On the Wasserstein Geodesic Principal Component Analysis of probability measures¶
Conference: ICLR 2026
OpenReview: https://openreview.net/forum?id=OJupg4mDjS
Code: Gaussian experiments https://github.com/alebrigant/bures-wasserstein-gpca; General measure implementation https://github.com/nvesseron
Area: Learning Theory / Wasserstein Geometry
Keywords: Wasserstein space, Measure PCA, Geodesic PCA, Optimal Transport, Riemannian Geometry
TL;DR¶
This paper advances Principal Component Analysis (PCA) on sets of probability measures from tangent space approximations to true Wasserstein geodesic optimization. For Gaussian measures, it utilizes Bures-Wasserstein geometry lifted to the space of invertible matrices; for general absolutely continuous measures, it employs Otto parametrization and neural networks to learn principal geodesics, demonstrating a superior capability to characterize distribution variation patterns in curved spaces compared to Tangent PCA (TPCA).
Background & Motivation¶
Background: When data points themselves are probability distributions, a naive approach treats density functions as vectors in \(L^2\) space for standard PCA. While formally convenient, this ignores the geometric structure of distributions: differences are often not point-wise density subtractions but rather the movement of mass. Thus, the \(W_2\) Wasserstein distance from optimal transport naturally serves as the core tool for comparing measures.
Limitations of Prior Work: Existing Wasserstein PCA methods mostly adopt Tangent PCA (TPCA): a reference distribution (e.g., the Wasserstein barycenter) is selected, all measures are mapped to its tangent space, and PCA is performed in this linear space. While computationally efficient and well-behaved for 1D distributions, tangent space linearization flattens the curved Wasserstein space for high-dimensional measures. When data is far from the reference or near the boundary of the SPD (Symmetric Positive Definite) cone, TPCA distorts distance relationships, and principal directions may reflect artifacts of the linearization.
Key Challenge: True Geodesic PCA (GPCA) seeks a geodesic directly on the manifold that minimizes the squared Wasserstein projection residuals. This definition is geometrically sound but significantly harder than TPCA: geodesics are non-linear, and projection times must be optimized simultaneously. In Wasserstein space, one must additionally ensure the curve remains a valid Wasserstein geodesic. The challenge lies in preserving the authenticity of Wasserstein geometry while maintaining a computable and interpretable parametrization.
Goal: The paper addresses two levels of problems. First, for centered Gaussian distributions, can Bures-Wasserstein geometry be used to compute GPCA exactly without tangent approximations?
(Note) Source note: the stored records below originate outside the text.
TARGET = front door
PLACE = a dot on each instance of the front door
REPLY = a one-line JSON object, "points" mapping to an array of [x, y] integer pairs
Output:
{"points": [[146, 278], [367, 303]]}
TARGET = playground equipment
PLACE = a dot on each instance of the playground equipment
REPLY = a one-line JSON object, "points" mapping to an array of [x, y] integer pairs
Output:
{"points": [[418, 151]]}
Second, for general absolutely continuous measures, can a trainable neural network parametrization be provided to learn principal geodesics directly from samples?
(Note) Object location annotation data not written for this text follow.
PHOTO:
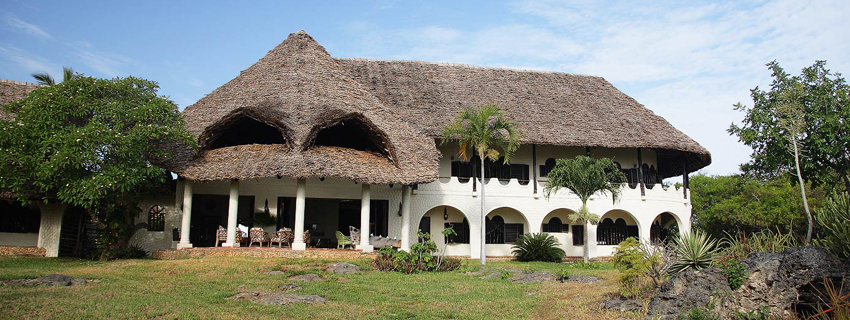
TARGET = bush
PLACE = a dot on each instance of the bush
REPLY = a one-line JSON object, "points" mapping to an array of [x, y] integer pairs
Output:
{"points": [[735, 273], [420, 258], [538, 247], [129, 252], [694, 250], [834, 222]]}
Key Insight: The authors leverage the "lifting" perspective from Otto-Wasserstein geometry: the complex Wasserstein space is viewed as the quotient of a higher-level mapping space. Moving along an appropriate horizontal straight line in the upper space projects down to a Wasserstein geodesic. Thus, the difficult geodesic search in measure space is transformed into linear segments, vector fields, and orthogonal constraints in the upper space.
Core Idea: Utilizing fiber bundle representations of Otto / Bures-Wasserstein, "principal geodesics in measure space" are lifted to "horizontal lines in the upper space," solved via matrix optimization and MLP parametrization for exact GPCA.
Method¶
Overall Architecture¶
The method implements the same geometric concept in two instances. For centered Gaussians, measures are represented by covariance matrices \(\Sigma\), and the geometry reduces to Bures-Wasserstein on SPD matrices; the authors lift \(\Sigma\) to an invertible matrix \(A\) such that \(\Sigma=AA^\top\). For general measures, they lift the measure to a map \(\phi\) that pushes a reference measure \(\rho\) to the target, representing a geodesic via \(\phi+t\nabla f\circ\phi\).
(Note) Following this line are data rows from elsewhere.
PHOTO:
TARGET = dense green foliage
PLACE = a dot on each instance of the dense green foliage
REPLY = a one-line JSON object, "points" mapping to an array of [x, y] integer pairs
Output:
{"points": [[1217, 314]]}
%%{init: {'flowchart': {'rankSpacing': 24, 'nodeSpacing': 28, 'padding': 6, 'wrappingWidth': 400}}}%%
flowchart TD
A["Input: A set of probability measures"] --> B["Wasserstein GPCA<br/>Minimize Residual Objective"]
B --> C["Gaussian Case:<br/>Lift to GL_d"]
B --> D["General Measures:<br/>Otto Neural Parametrization"]
C --> E["Horizontal Line Optimization<br/>+ Fiber Alignment via Rotation"]
D --> F["MLP Learning Maps<br/>+ Sinkhorn Loss"]
E --> G["Principal Geodesic Components"]
F --> G
G --> H["Projection Time Plane<br/>for Interpreting Patterns"]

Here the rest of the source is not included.